Senator Chris Dodd at US-Mexico SummitSAN PEDRO GARZA GARCIA, Mexico — U.S. legislators and their Mexican counterparts revived hope of approving a controversial U.S. aid package that would help embattled Mexican police fight narcotics traffickers.

U.S. lawmakers originally conditioned the aid package, known as the Mérida Initiative, on safeguarding against human rights violations and corruption.

Mexican lawmakers considered this a unilateral imposition of U.S. oversight and said they would reject the aid if changes in the proposal were not made.

Lawmakers from both countries said here Sunday that the language of the proposal would be changed to Mexico’s satisfaction.
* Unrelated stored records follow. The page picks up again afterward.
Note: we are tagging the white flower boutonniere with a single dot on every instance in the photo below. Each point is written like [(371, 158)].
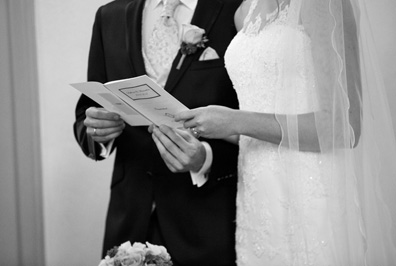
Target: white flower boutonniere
[(193, 38)]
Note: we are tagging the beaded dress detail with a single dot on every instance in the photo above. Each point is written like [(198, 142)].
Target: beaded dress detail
[(273, 226)]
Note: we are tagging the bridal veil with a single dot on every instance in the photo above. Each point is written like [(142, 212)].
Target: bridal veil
[(351, 123)]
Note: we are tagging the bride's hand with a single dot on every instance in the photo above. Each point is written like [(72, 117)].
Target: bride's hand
[(214, 122)]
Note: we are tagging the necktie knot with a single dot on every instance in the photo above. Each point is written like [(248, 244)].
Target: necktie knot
[(169, 8)]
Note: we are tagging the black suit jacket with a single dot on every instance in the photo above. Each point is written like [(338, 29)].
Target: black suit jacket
[(198, 224)]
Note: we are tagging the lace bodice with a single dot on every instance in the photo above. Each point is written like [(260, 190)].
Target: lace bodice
[(256, 56), (263, 72)]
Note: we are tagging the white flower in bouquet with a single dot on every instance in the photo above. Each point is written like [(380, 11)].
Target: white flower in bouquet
[(137, 254)]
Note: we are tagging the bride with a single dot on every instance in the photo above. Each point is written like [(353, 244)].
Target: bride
[(317, 149)]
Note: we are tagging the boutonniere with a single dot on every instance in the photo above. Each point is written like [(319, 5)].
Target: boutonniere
[(193, 38)]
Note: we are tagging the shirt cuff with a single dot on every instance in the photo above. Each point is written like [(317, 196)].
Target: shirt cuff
[(199, 178), (105, 150)]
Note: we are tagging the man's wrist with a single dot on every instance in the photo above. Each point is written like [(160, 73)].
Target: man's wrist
[(200, 177)]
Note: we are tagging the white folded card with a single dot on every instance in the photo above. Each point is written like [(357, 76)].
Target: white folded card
[(140, 101)]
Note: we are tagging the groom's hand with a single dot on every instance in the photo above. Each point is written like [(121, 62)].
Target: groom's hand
[(103, 126), (179, 149)]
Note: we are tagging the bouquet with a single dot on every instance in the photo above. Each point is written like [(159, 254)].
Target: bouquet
[(137, 254)]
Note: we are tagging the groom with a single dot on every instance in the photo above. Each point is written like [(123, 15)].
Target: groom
[(168, 188)]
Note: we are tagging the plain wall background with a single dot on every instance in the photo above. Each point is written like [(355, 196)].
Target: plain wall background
[(75, 188)]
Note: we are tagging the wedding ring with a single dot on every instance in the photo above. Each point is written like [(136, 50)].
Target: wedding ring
[(195, 132)]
“We’re coming out very pleased,” said María Elena Álvarez, a Mexican congresswoman with the governing National Action Party. “We didn’t expect this much.”

Also known as Plan Mérida, the multiyear package was originally proposed to cost $1.4 billion to help police south of the border battle drug gangs.

President Bush requested an initial $500 million for Mexico and $50 million for Central America for fiscal year 2008.

Under President Felipe Calderón, Mexico has aggressively tackled narcotics cartels but has increasingly relied on federal police and the military, which are prone to heavy-handed tactics.

But the fight has claimed more than 450 law enforcers in the past year and a half. Brazen narco-killings — including beheadings, grenade attacks and daytime shootings in public — are almost daily occurrences.

Approving the aid package is “critical,” said Rep. Silvestre Reyes, D-El Paso, who said the opportunity was not just about helping Mexico.

“We’re really investing in our future national security,” said Reyes, whose district is right across the border from one of the most violent drug gang turfs in Mexico, Ciudad Juárez.

“We are concerned,” he said. “What happens and affects Juárez in essence affects El Paso.”

The two-day 47th Mexico-U.S. Interparliamentary Group meeting was under heavy police security in this upscale suburb of Monterrey, an industrial powerhouse in northern Mexico.

Legislators also talked about immigration reform in the United States, lack of which has greatly disappointed Mexico.

U.S. lawmakers said reform in an electoral year would be unlikely.

“I have faith in my colleagues in Congress and also in the two (U.S. presidential) candidates that we are going to return to this issue soon,” said Sen. Chris Dodd, D-Conn., referring to immigration reform while speaking to the media in Spanish at the event’s closure.